We calculate linear associations between perturbations and assigned scores and plot the assigned pathway scores (using whether a pathway was perturbed as 0/1 coefficients and the pathway scores as response variable; pathway inhibitions encoded as negative pathway activations) and show the relative (column scale function in pheatmap) activation patterns as heatmaps (Supplementary Fig. 7).

Associations with known driver mutations and CNAs

For comparing the impact of mutations across different pathway methods, we used TCGA cohorts, where tissue-matched controls were available, leaving 6549 samples across 13 cancer types. For mutated genes, we considered all genes that had a change of coding sequence (SNP, small indels in MAF files) as mutated and all others as not mutated. For copy number alterations (CNAs), we used the thresholded GISTIC49 scores, where we considered homozygous deletions (−2) and strong amplifications (2) as altered, no change (0) as basal and discarded intermediate values (−1, 1) from our analysis. We focussed our analysis of the mutations and copy number alterations on the subset of 464 driver genes that were also used in the GDSC. We used the sets of mutations and CNAs to compute the linear associations between samples for all different methods we looked at.

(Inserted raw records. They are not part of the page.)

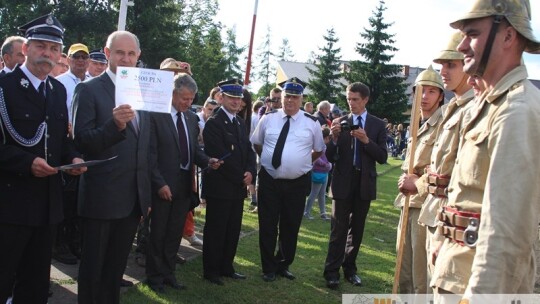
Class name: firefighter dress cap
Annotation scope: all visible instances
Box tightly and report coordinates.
[90,49,107,63]
[19,14,64,44]
[278,77,307,96]
[217,78,244,98]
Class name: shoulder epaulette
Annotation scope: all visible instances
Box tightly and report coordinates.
[304,112,317,121]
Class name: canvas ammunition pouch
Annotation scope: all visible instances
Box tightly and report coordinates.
[428,173,450,197]
[437,207,480,248]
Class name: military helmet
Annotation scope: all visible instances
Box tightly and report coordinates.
[433,31,465,63]
[450,0,540,54]
[414,65,444,90]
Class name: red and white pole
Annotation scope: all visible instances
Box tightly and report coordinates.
[244,0,259,86]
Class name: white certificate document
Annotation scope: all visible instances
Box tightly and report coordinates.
[115,67,174,113]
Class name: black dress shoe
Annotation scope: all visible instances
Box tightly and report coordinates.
[225,272,247,280]
[204,277,225,286]
[174,253,186,265]
[278,269,296,280]
[345,274,362,286]
[263,272,276,282]
[120,279,133,287]
[326,278,339,289]
[163,280,186,290]
[148,284,165,293]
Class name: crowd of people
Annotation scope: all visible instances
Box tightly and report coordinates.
[0,0,540,303]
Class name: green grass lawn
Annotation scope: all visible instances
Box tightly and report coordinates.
[121,159,401,304]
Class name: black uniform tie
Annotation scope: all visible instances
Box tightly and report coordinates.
[354,116,362,170]
[38,81,46,98]
[176,112,188,167]
[272,115,291,169]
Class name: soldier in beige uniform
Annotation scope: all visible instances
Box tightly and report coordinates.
[400,32,474,292]
[431,0,540,303]
[394,66,444,294]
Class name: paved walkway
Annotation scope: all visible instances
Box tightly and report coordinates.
[49,233,202,304]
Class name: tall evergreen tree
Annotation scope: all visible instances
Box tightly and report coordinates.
[254,27,276,96]
[186,26,226,101]
[276,38,294,61]
[345,0,407,123]
[224,28,246,79]
[307,28,346,108]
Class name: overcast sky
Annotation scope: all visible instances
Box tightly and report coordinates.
[216,0,540,86]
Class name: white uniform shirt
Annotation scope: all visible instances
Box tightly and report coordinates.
[56,71,88,122]
[250,109,326,179]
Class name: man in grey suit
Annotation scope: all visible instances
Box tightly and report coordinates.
[146,73,219,293]
[73,31,151,304]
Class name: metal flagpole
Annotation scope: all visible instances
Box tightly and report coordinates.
[118,0,135,31]
[244,0,259,86]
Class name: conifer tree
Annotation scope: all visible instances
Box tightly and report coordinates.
[345,0,407,123]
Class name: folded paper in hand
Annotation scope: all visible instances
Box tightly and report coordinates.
[55,155,118,170]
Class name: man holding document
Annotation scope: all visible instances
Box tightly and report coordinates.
[73,31,151,304]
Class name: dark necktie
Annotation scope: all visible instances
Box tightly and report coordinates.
[38,81,46,97]
[176,112,188,167]
[272,115,291,169]
[354,116,362,170]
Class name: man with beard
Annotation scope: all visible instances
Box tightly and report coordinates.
[0,15,86,303]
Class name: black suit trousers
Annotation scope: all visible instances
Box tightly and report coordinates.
[203,196,244,278]
[324,171,371,279]
[0,223,52,304]
[257,167,311,273]
[78,204,141,304]
[146,191,190,284]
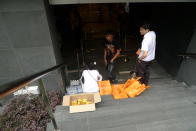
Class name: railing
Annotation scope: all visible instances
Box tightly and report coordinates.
[178,53,196,59]
[0,63,67,131]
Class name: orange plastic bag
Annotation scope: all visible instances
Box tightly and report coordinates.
[123,77,141,89]
[98,80,112,95]
[125,82,146,98]
[112,84,128,99]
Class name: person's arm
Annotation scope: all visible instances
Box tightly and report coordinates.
[104,48,107,64]
[97,74,103,81]
[138,50,148,60]
[110,48,121,63]
[138,37,151,60]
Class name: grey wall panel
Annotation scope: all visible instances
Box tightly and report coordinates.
[177,28,196,85]
[0,50,23,78]
[0,0,61,92]
[14,46,55,75]
[2,11,50,48]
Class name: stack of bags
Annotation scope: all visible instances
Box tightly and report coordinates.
[98,78,149,99]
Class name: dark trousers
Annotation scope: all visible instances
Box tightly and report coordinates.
[136,60,152,85]
[106,63,116,80]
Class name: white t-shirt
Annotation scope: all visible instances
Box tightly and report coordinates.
[141,31,156,61]
[82,70,102,92]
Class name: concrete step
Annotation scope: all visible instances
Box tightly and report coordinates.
[47,78,196,131]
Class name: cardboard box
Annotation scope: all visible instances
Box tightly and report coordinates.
[62,93,101,113]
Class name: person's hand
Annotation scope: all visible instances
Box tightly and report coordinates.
[136,49,141,55]
[110,59,114,63]
[104,59,108,65]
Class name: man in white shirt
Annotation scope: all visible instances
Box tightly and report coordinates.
[136,24,156,85]
[81,62,102,93]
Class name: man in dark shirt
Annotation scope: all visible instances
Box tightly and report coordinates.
[104,32,121,81]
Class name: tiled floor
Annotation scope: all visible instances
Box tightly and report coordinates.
[47,63,196,131]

Drug associations using GDSC cell lines

We performed drug association using an ANOVA between 265 drug IC50s and 11 inferred pathway scores conditioned on MSI status, doing a total of 2915 comparisons for which we correct the p values using the False Discovery Rate. For pan-cancer associations, we used the cancer type as a covariate in order to discard the effect that different tissues have on the observed drug response. While this will also remove genuine differences in pathway activation between different cancer types, we would not be able to distinguish between those and other confounders that impact the sensitivity of a certain cell line from a given tissue to a drug. Our pan-cancer association are thus the same of intra-tissue differences in drug response explained by inferred (our method, GO, or Reactome) pathway scores.

We selected four of our strongest associations to investigate whether they provide additional information of what is known by mutation data. For two MEK inhibitors, we show the difference between wild-type and mutant MAPK pathway (defined as a mutation in either NRAS, KRAS, or BRAF) with a discretized pathway score (upper and lower quartile vs. the rest), as well as the combination between the upper quartile of tissue-specific pathway scores and presence of a MAPK mutation. For a BRAF inhibitor, we show additional stratification on top of BRAF mutations, and for Nutlin-3a on top of TP53 mutations.

Survival associations using TCGA data

Starting from the pathway scores derived with GO/Reactome GSEA, SPIA, Pathifier, PARADIGM, and our method on the TCGA data as described above, we used Cox Proportional Hazard model (R package survival) to calculate survival associations for pan-cancer and each tissue-specific cohort. For the pan-cancer cohort, we fitted the model for each pathway and method separately, regressing out the study of origin and age of the patient. For the tissue-specific cohorts, we regressed out the age of the patients. We adjusted the p values using the FDR method for each method and study separately. We selected a significance threshold of 5 and 10% for the pan-cancer and cancer-specific associations for which we show a matrix plot and a volcano plot of associations, respectively.

In order to get distinct classes needed for interpretable Kaplan–Meier survival curves (Fig. 4c), we split three of our obtained pathway scores in upper, the two middle, and lower quartile.

Code availability

progeny is available as an R package on Bioconductor. The code used for the analysis in this paper is available at https://github.com/saezlab/footprints.

Data availability

RNA-Seq data are accessible from gene expression omnibus (GEO) under accession number GSE97979. Phosphoprotein measurements are available as Supplementary Data 2.